Wednesday, January 27, 2010

Red-meat Republicans

The politician-as-hunter cliché has bloody well run its course.


By KATHLEEN PARKER

WASHINGTON—Sure, he's got the jutting jaw and centerfold looks. He's got the truck. But does Scott Brown kill his own meat?

Of late, it seems, Republicans are determined to demonstrate their political virility by displaying not just their hunting trophies, but their fearlessness in carving up a fresh kill for the family table. It may not qualify as a trend yet—three's the charm—but it is impossible to avert one's gaze from the puddles of blood surfacing in certain politicians' photo albums.

Anybody can be a champion of the Second Amendment, but if you want to project the kind of tough leadership needed to combat terrorists and Wall Street, you'd best know how to bring home the bacon without a vacuum seal.

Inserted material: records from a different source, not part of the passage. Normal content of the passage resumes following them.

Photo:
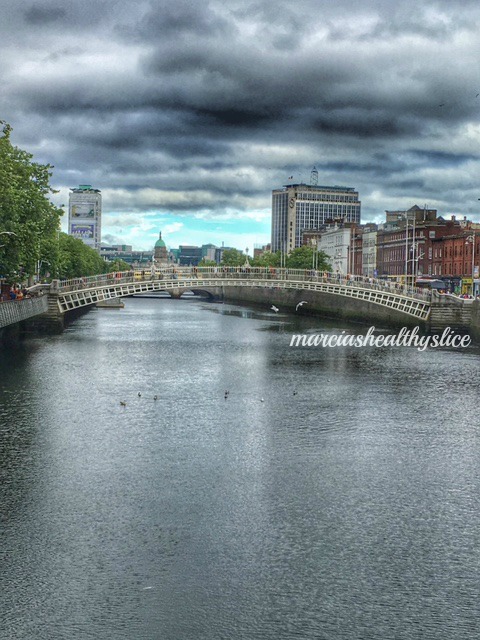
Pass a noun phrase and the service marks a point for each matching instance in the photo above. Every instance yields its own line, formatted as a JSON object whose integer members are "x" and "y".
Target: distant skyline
{"x": 187, "y": 115}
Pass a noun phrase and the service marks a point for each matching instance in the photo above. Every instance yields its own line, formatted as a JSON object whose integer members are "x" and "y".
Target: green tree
{"x": 304, "y": 258}
{"x": 233, "y": 258}
{"x": 25, "y": 210}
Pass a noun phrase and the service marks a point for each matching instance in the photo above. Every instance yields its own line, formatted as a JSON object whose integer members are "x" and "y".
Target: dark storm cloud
{"x": 40, "y": 14}
{"x": 229, "y": 98}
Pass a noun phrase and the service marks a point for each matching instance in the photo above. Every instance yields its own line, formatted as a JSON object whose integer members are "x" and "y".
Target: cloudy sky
{"x": 187, "y": 114}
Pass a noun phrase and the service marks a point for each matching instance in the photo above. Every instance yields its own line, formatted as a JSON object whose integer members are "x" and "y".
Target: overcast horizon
{"x": 186, "y": 116}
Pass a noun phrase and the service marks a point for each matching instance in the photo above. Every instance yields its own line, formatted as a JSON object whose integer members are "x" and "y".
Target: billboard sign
{"x": 83, "y": 210}
{"x": 83, "y": 231}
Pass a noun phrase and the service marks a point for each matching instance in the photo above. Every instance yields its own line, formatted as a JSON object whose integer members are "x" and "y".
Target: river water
{"x": 334, "y": 494}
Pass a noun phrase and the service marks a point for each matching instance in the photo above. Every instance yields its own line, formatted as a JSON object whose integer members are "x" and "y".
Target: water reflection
{"x": 347, "y": 509}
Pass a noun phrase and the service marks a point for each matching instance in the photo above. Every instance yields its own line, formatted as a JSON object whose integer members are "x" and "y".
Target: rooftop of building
{"x": 84, "y": 187}
{"x": 315, "y": 187}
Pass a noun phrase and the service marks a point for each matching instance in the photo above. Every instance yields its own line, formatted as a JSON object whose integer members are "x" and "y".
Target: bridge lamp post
{"x": 471, "y": 240}
{"x": 39, "y": 266}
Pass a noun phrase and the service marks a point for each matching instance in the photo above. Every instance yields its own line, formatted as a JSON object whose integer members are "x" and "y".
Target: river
{"x": 334, "y": 493}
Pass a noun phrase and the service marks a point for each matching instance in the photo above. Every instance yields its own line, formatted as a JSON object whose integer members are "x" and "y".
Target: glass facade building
{"x": 85, "y": 215}
{"x": 300, "y": 207}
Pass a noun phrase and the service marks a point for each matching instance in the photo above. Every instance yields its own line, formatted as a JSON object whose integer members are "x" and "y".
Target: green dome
{"x": 160, "y": 243}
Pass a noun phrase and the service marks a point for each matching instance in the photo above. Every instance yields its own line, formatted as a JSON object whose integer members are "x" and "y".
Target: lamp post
{"x": 471, "y": 239}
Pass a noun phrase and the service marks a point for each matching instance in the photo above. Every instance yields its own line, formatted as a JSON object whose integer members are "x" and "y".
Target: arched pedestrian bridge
{"x": 269, "y": 284}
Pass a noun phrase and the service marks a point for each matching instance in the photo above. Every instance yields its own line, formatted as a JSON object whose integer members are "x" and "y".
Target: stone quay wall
{"x": 14, "y": 311}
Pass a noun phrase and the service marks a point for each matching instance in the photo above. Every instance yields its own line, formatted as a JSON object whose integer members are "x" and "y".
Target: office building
{"x": 85, "y": 215}
{"x": 297, "y": 208}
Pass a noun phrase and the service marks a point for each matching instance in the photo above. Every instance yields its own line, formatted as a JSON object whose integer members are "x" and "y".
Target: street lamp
{"x": 471, "y": 239}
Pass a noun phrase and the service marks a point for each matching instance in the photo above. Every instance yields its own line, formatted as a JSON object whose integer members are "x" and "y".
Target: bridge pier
{"x": 175, "y": 293}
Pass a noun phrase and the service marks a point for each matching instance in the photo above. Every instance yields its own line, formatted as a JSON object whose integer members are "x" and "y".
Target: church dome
{"x": 160, "y": 244}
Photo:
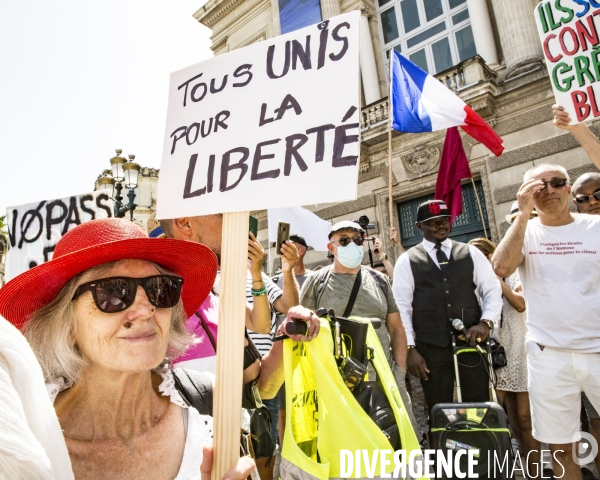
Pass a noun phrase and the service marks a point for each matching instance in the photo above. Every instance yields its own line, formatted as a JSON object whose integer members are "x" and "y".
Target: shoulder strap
{"x": 207, "y": 330}
{"x": 323, "y": 277}
{"x": 195, "y": 388}
{"x": 380, "y": 281}
{"x": 353, "y": 294}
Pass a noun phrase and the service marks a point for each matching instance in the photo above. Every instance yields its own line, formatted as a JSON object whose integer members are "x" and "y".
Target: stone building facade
{"x": 487, "y": 51}
{"x": 146, "y": 195}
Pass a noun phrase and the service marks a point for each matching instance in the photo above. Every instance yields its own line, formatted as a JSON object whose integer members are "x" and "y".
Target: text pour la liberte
{"x": 572, "y": 48}
{"x": 330, "y": 46}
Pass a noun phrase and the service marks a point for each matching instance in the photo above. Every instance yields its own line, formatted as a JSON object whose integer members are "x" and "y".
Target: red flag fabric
{"x": 478, "y": 128}
{"x": 454, "y": 166}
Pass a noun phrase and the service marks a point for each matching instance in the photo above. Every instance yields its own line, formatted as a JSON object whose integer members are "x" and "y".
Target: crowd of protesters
{"x": 117, "y": 320}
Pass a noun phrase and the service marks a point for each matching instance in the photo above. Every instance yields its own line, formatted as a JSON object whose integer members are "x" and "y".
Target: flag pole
{"x": 480, "y": 209}
{"x": 390, "y": 173}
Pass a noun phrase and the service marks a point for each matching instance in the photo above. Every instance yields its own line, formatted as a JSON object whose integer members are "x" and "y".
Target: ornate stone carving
{"x": 422, "y": 161}
{"x": 365, "y": 161}
{"x": 526, "y": 154}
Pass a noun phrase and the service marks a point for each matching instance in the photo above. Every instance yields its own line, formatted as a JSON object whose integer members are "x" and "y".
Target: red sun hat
{"x": 101, "y": 241}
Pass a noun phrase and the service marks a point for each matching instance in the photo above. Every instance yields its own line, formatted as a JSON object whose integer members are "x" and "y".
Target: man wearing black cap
{"x": 434, "y": 283}
{"x": 334, "y": 288}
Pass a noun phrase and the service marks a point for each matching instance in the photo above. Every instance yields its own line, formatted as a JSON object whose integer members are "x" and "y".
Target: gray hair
{"x": 586, "y": 177}
{"x": 51, "y": 330}
{"x": 546, "y": 166}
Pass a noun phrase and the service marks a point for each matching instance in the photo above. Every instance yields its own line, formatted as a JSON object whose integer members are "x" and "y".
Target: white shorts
{"x": 556, "y": 380}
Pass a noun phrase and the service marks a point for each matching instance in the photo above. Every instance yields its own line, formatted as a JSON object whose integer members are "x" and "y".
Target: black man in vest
{"x": 435, "y": 282}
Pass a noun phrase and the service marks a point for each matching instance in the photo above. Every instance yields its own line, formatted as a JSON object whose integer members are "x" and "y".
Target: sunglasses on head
{"x": 555, "y": 182}
{"x": 583, "y": 198}
{"x": 116, "y": 294}
{"x": 345, "y": 241}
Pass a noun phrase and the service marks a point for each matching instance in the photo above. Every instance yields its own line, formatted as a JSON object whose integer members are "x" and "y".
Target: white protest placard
{"x": 276, "y": 123}
{"x": 569, "y": 31}
{"x": 34, "y": 229}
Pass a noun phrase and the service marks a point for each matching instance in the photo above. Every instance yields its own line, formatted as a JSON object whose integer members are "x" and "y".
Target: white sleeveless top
{"x": 199, "y": 428}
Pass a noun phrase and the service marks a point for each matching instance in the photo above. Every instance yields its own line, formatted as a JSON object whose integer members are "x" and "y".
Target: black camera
{"x": 363, "y": 221}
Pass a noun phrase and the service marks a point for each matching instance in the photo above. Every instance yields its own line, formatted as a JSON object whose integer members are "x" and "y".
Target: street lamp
{"x": 121, "y": 171}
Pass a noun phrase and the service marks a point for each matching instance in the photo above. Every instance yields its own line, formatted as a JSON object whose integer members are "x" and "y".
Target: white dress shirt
{"x": 487, "y": 289}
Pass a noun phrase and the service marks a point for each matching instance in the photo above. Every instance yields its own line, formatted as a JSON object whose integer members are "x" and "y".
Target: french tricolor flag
{"x": 420, "y": 103}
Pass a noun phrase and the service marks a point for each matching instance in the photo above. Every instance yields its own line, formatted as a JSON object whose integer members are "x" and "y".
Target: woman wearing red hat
{"x": 104, "y": 317}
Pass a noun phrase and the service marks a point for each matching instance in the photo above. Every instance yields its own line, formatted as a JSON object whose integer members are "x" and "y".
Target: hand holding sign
{"x": 274, "y": 123}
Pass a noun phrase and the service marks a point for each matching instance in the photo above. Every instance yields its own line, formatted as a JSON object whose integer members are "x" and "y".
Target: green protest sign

"Show me the blood" seems to be the mantra in some quarters of the GOP.

It started with you-know-who from Alaska, who won carnivore hearts when it became known that she could field dress a moose. More than a mere governor and mother, Sarah Palin could take down a 1,500-pound beast with a precision shot to the heart and gut her harvest before sundown.

"We eat, therefore we hunt," she proudly told those assembled as she retired from the governorship. And off she went, leaving a freezer full of wild game for a season of book-peddling, speaking and other indoorsy activities of the Eastern elite.

Then came Christmas greetings from Republican Marco Rubio, former speaker of the Florida House of Representatives, who is in a primary battle against Gov. Charlie Crist for the U.S. Senate. We all have our version of the holiday dinner, but Rubio took us behind the scenes, tweeting photos of the 2009 Rubio family Christmas Eve pig.

Although it wasn't clear whether Rubio had killed the animal or wielded the butcher knife himself, one photo shows a dead hog on a table as a man slices into its haunch. Another frame shows the creature gutted and suspended over a puddle of blood.

"Warning, picture not for the faint of heart," Rubio graciously tweeted. Indeed.

Hunting isn't a new activity for politicians to pursue in photo-friendly, public ways. President Teddy Roosevelt, who was also founder of the aptly named "Bull Moose" Party, popularized the image of the virile president-frontiersman.

Seeing the nation's father figure toting a shotgun or rifle in the wild makes for good, masculine imagery that targets our lizard brains. Dutifully we process the message: He hunt food. He feed family. He good man.

A woman who can do it just as well pushes several buttons at once, appealing both to pride in our pioneering foremothers and to our modern multitasking sisters. There was Palin-the-mother with her five children in one frame; there was Palin-the-huntress admiring the kill that would fill her brood's tummies in the next.

Tough and touching is no easy feat for a female politician, but Palin managed to pull it off, at the same time raising the ante on Republican iconography. The new coin of the realm was gore and the message was clear: The Democratic "mommy" party of swooning dependents can't stand the sight of blood (and therefore can't be trusted to protect America). The Republican "father" party of virile (and fertile) warriors is strong, self-sufficient and unafraid.

No one who eats meat suffers any illusions about what precedes the cuisine. Something has to die, as Palin noted, and animals humanely killed in the wild are preferable from nearly every standpoint to those factory-farmed. Gutting and gore are obviously part of the game, but must we be so proud?

In the spirit of self-defense, I am a veteran defender of hunters. Although I personally prefer flora to the flesh, my own freezer is full of game, thanks to the hunting faction of my household. And, as I've written previously, it is largely thanks to hunters, the majority of whom are passionate conservationists, that we can boast plentiful wildlife in this country.

There is to my mind, however, a clear ethical difference between hunting for nourishment and exploiting the hunted for political gain. We may be animals ourselves, but we are also enlightened creatures of conscience, for whom killing should be the necessary means to a respectful end.

If I may be so gutsy: The politician-as-hunter cliché has bloody well run its course. We get it. Real women may hunt moose, as the Palin sampler reads, but real leaders don't strut their kill.